While waiting for my older son to arrive at Boston’s Logan Airport late the other night, I saw a young father wheeling an overburdened luggage cart, his wife a few feet behind him, a sleeping toddler in his pajamas in her arms. I remember flights like that: for many years when our kids were young we flew from Boston to Oregon for a beach vacation with their cousins and grandparents. Those were l-o-n-g flights and we carried many a sleeping or cranky child in our arms through airport terminals in those days.
In some ways I’m glad those days are over – they look exhausting; they were exhausting – but I can’t help feeling a twinge of envy for those weary parents, too. I’ll be 60 in a few months: my older son just graduated from college and the younger one from high school. They’re turning pages, but so am I, and I regret that I’m much closer to the end of the book than I was during those interminable flights to Oregon, diaper bag under the seat and squirmy toddler on my lap.
Early on in their lives I sensed time would pass quickly. As any parent knows, the days and nights can pass very slowly, but the years fly by. That’s why I was determined to find work that would give me the ability to be home as they were growing up. I was terrified that if I didn’t I’d look back one day and realize I missed it, that I was stuck in traffic during their Little League games, or on the road at a business meeting when their teeth fell out.
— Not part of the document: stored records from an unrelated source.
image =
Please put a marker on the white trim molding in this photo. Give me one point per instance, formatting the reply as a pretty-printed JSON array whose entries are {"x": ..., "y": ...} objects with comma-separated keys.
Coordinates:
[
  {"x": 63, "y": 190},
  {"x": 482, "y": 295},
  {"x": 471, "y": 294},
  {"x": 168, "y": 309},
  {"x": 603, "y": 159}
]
It wasn’t obvious to me when they were young, but fatherhood is a lifetime commitment. Their problems change, their needs evolve (mostly they become more expensive), and their expectations of their parents become harder to discern, but in many ways children never stop depending on you no matter how old they are. Even when I’m feeble and, heaven forbid, dependent on them in some way, they will, I suspect, still have expectations, even if it’s just that I should live to see another day.
Father’s Day, like Mother’s Day, seems awfully contrived, a boon to florists, retailers, and greeting card manufacturers that has more than a whiff of obligation about it. But what parent wouldn’t be at least slightly pained if their children let it pass unnoticed?
Few parents I know took the job, if one can call it that, so they could collect their children’s appreciation or because they wanted to be the object of a national holiday. (Some fathers, like the father of our country, get a whole day to themselves; the rest of us have to be content sharing the glory with several million other people.) But I’m probably not alone in thinking that my kids take a lot for granted. We all did when we were growing up; our parents’ hard work and sacrifice is something we could only appreciate when we became parents ourselves.
So, I will open the cards and the gifts and be truly grateful for them. I’ll miss my own dad and be grateful for all he gave me, too. But mostly I will be grateful for the privilege of being the father to two fine sons, even if they sometimes call me “Pete.”